25.5. Packets vs. Connections
Notice that in the postal system example, the post office has no idea if you and your pen pal are having a conversation through letters. The Internet is the same: at the physical, link, and internetwork layers, there is no concept of a connection. A router at the link layer only needs to consider each individual packet and send it to its destination (or, in the case of a long-distance message, forward it to another router somewhere closer to the destination). At the lower layers, we call individual messages packets. Packets are usually limited to a fixed length.
In order to actually create a two-way connection, we rely on higher layers, which maintain a connection by breaking up longer messages into individual packets and sending them through the lower layer protocols. Higher-layer connections can also implement cryptographic protocols for additional security, as we’ll see in the TLS section.

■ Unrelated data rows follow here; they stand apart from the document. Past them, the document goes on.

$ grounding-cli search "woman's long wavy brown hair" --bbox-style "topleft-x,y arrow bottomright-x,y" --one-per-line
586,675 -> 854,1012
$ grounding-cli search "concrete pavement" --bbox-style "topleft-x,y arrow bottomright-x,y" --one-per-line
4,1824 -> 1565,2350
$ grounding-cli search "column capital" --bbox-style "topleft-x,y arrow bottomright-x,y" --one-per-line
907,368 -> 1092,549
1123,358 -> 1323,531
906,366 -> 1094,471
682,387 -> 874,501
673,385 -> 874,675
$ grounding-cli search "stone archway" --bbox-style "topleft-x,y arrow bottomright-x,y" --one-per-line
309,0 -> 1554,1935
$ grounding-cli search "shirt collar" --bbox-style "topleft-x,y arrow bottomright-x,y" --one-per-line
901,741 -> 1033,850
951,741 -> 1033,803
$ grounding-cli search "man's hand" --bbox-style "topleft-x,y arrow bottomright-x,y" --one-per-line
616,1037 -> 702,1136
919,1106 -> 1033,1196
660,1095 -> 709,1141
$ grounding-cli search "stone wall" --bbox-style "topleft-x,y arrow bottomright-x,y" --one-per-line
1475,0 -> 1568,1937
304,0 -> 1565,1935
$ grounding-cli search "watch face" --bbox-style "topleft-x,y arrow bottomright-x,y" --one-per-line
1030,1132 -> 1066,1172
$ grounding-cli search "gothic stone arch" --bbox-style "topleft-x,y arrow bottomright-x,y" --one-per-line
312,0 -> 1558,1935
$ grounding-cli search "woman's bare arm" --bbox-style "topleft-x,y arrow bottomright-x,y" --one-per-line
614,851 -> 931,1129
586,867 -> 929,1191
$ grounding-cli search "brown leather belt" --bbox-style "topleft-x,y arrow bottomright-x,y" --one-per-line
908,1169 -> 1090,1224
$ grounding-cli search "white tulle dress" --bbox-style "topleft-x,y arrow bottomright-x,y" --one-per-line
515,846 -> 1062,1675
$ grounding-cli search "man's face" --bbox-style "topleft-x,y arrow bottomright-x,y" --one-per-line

Note that so far, the Internet design has not guaranteed any correctness or security. Packets can be corrupted in transit or even fail to send entirely. The IP (Internet Protocol) at layer 3 only guarantees best-effort delivery, and does not handle any errors. Instead, we rely on higher layers for correctness and security.
25.6. Network Adversaries
Network adversaries can be sorted into 3 general categories. They are, from weakest to strongest:
Off-path Adversaries: cannot read or modify any packets sent over the connection.
On-path Adversaries: can read, but not modify packets.
In-path Adversaries: can read, modify, and block packets. Also known as a man-in-the-middle.
Note that all adversaries can send packets of their own, including faking or spoofing the packet headers to appear like the message is coming from somebody else. This is often as simple as setting the “source" field on the packet header to somebody else’s address.